Plasmonics Enabled Biosensing and Spectroscopy
Low-cost nano-biosensors, designed for fast, real-time, label-free detection of biomolecules have significant potential for fundamental life science research as well as many healthcare applications including point-of-care clinical diagnostics, pharmaceutical drug discovery, food safety, and environmental monitoring. Surface plasmons coupled to strong near-field optical fields are highly sensitive to the change of local dielectric environments, and thus can be employed for real-time label-free detection of biomolecules. One of our research interests is to develop and investigate new plasmonic sensor technology based on different types of strongly coupled plasmonic nanoresonator systems that could outperform conventional optical and electrical bio-sensors.
Flexible Nanophotonics for Bio-machine Interface
The use of bioelectronics to monitor and control biological activity is becoming increasingly crucial not only for fundamental biophysical studies but also for medical diagnosis and intervention. Conventional bioelectronics is based on micrometer-scale devices, but rapid advances in nano-enabled devices and systems could lead to a paradigm shift at the biology-machine interface in terms of device dimensions, sensitivity, functionality, and flexibility. One of our research interests is to explore new opportunities to integrate novel nano-enabled electronic, photonic, and optoelectronic devices into flexible and soft materials at the interface with biological systems (e.g. cultured cellular networks, and tissues) for real-time monitoring and regulation of a variety of bio-signals.
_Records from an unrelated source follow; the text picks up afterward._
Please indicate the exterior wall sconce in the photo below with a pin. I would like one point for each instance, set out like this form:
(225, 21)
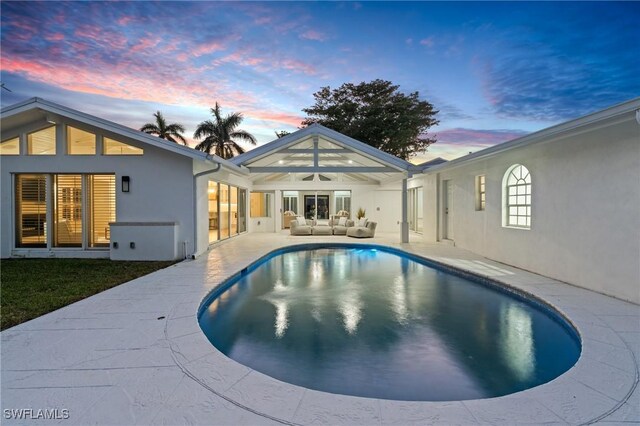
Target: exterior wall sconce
(126, 181)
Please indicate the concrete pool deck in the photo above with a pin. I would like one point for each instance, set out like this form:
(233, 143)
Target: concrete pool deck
(135, 354)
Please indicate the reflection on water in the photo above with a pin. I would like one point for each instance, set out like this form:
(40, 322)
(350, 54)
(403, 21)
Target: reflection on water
(373, 324)
(516, 341)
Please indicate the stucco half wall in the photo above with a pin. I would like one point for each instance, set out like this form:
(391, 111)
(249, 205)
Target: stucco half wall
(585, 220)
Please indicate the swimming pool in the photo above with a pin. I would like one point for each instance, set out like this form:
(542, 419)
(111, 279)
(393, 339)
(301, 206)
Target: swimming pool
(375, 322)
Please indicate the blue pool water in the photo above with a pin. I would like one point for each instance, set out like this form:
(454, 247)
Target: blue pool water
(371, 323)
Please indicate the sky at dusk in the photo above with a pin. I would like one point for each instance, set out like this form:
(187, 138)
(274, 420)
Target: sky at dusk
(495, 71)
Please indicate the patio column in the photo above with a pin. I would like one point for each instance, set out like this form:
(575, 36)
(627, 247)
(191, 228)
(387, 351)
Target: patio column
(404, 225)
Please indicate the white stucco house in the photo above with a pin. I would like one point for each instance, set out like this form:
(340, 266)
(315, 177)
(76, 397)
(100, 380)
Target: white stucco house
(563, 202)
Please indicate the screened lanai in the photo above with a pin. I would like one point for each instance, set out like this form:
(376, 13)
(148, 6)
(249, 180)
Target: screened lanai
(316, 169)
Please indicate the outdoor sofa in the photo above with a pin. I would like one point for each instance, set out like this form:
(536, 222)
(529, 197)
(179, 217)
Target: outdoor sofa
(332, 227)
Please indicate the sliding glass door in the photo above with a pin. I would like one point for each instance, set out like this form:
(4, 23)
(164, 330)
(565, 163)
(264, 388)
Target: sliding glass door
(31, 211)
(242, 210)
(67, 211)
(227, 208)
(80, 206)
(233, 209)
(415, 207)
(101, 194)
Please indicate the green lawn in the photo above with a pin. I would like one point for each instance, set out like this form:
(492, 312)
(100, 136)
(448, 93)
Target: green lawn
(33, 287)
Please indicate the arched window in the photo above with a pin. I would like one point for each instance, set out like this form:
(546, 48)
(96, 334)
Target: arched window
(517, 197)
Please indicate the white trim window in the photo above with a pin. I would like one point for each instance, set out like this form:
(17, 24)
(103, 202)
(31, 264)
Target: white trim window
(480, 192)
(517, 197)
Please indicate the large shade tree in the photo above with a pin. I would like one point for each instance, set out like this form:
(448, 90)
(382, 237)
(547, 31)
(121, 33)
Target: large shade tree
(376, 113)
(219, 134)
(171, 132)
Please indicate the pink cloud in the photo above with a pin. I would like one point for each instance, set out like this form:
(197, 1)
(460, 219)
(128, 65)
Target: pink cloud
(108, 39)
(458, 142)
(313, 35)
(125, 20)
(429, 41)
(145, 43)
(54, 37)
(477, 138)
(275, 117)
(298, 66)
(129, 81)
(207, 48)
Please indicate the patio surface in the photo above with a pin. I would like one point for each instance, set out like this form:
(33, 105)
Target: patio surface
(135, 354)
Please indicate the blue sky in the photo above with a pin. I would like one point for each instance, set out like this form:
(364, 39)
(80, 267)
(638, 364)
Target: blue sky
(495, 71)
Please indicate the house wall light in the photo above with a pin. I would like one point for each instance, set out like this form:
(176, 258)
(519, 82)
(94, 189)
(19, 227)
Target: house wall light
(126, 183)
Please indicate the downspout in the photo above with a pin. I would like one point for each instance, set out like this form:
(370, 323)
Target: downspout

Nano-optics Enhanced Low-dimensional Optoelectronics
A core goal of information technology is to alleviate the bottleneck between fiber-based optical networks for telecommunication and semiconductor-based devices for data generation, processing, routing, and storage. Accomplishing this will require the accelerated development of low-cost, compact, energy-efficient optoelectronic and nonlinear-optical devices for faster information handling and transfer. Plasmonic nanostructures, supporting collective charge oscillations with strongly localized optical fields and a large local density of optical states, can be used to manipulate and enhance light-matter interaction at the subwavelength scale. We are broadly interested in the rational design and integration of plasmonic nanostructures with functional low-dimensional nanomaterials for the development of ultra-compact optoelectronics and nonlinear-optics devices, such as plasmonic lasers, electro-optical modulators, and all-optical switchers.